In the absence of appropriate antiviral therapy, HBV–PAN outcome is poorer . Sequelae are the consequence of histological damage, including vascular nephropathy, and central and/or peripheral nervous involvements. Hepatic manifestations associated with PAN progression are clinically moderate and transaminase-level rises are usually mild. Whenever performed, liver biopsies showed a chronic hepatitis pattern, in agreement with the overwhelming progression to chronicity . Although most cases of PAN are associated with wild-type HBV strains, thus strengthening the involvement of hepatitis B ‘e’ antigen (HBeAg) in PAN pathogenesis, this aetiology was challenged by the association of some cases with a precore mutation that abrogates HBeAg formation. However, no autoimmune mechanism could be incriminated because antiviral therapy halted virus replication, thereby successfully abrogating the disease . In a large cohort study based on 348 patients with PAN (mean (±SD) follow-up: 68.3 ± 63.5 months), 76 (21.8%) relapsed (63 (28%) non-viral PAN vs. 13 (10.6%) HBV–PAN; P < 0.001) and 86 (24.7%) died (44 (19.6%) non-viral PAN vs. 42 (34.1%) HBV–PAN; P = 0.002) .

Treatment

For many years, HBV–PAN was treated just like non-viral PAN and patients received corticosteroids combined with plasma exchanges.
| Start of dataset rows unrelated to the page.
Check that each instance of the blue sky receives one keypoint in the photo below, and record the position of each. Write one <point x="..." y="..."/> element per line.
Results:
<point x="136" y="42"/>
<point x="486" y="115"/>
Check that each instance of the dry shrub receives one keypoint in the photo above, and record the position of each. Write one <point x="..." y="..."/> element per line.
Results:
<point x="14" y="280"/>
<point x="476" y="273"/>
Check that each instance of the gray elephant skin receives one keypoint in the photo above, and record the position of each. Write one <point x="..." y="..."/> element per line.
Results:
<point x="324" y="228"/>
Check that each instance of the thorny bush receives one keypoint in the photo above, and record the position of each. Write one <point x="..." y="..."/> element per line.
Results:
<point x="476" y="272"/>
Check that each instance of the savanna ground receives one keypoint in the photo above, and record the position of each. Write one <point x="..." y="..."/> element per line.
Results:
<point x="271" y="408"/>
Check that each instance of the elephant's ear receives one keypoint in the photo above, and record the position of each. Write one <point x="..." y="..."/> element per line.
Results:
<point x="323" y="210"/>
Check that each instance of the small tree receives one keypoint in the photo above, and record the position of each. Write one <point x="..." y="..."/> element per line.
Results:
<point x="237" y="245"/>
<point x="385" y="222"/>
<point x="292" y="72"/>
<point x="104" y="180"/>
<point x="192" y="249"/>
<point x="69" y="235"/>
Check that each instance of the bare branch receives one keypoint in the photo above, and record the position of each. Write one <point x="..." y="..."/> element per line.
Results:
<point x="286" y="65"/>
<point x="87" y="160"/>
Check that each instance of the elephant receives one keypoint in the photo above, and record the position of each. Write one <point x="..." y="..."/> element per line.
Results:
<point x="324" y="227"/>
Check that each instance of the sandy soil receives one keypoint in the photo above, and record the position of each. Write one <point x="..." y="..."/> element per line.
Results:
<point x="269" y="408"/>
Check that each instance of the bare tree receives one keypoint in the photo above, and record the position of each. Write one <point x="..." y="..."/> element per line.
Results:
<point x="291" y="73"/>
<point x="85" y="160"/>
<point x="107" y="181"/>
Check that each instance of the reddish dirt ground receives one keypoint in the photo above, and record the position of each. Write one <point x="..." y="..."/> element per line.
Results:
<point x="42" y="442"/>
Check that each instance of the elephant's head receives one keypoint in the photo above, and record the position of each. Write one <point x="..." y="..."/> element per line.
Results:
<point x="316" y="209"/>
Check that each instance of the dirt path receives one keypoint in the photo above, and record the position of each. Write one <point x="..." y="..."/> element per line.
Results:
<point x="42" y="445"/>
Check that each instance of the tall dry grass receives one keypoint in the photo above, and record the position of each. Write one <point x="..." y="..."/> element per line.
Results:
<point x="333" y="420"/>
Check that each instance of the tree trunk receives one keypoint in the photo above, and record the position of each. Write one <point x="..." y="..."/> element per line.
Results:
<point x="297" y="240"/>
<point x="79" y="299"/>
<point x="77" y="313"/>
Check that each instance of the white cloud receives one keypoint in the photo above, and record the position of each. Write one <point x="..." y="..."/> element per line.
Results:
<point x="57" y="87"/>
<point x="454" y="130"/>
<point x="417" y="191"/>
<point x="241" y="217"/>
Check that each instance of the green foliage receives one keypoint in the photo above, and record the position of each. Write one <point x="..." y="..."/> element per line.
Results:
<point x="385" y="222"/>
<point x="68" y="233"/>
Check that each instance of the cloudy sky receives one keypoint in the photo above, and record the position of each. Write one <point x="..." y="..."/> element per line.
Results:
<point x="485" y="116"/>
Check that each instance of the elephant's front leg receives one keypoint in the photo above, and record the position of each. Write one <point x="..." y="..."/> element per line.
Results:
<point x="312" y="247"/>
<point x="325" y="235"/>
This regimen was often effective in the short term. In a prospective, randomised study enrolling 71 patients , the addition of cyclophosphamide was even shown to be beneficial in preventing relapses and improving the quality of the clinical therapeutic response during long-term follow-up. However, exclusive immunosuppressive therapy (corticosteroids and immunosuppressants) of HBV–PAN allowed relapses and complications associated with virus persistence, such as chronic hepatitis or liver cirrhosis, and resulted in poorer outcomes than for non-viral PAN . The rationale of the therapeutic sequence was: first, rapidly control the most severe life-threatening PAN manifestations with initial corticosteroids; second, control PAN and restore immune reactivity by plasma-exchange removal of immune complexes; third, give vidarabine to inhibit HBV replication; and, lastly, enhance immunological clearance of HBV-infected hepatocytes and favour HBeAg-to-HBeAb seroconversion by abrupt cessation of corticosteroids. Several prospective trials demonstrated the efficacy of that strategy, using different antiviral agents as more potent ones became available during the last few decades. The first study used vidarabine, which induced full clinical recovery in 75% of the patients, and HBeAg-to-HBeAb seroconversion in about 50% of them, while about 20% of the patients obtained hepatitis B surface Ag (HBsAg)-to-HBsAb seroconversion. Later studies enrolling small numbers of patients replaced vidarabine by interferon-alpha (IFNα). The triple-armed regimen, combining plasma exchanges, corticosteroids and IFNα, successfully treats PAN associated with HBV bearing a mutant precore promoter . Other similar antiviral approaches were also effective, including IFNα alone , or combined with famciclovir or lamivudine . Lamivudine was also successful as the first-line antiviral therapy for HBV–PAN .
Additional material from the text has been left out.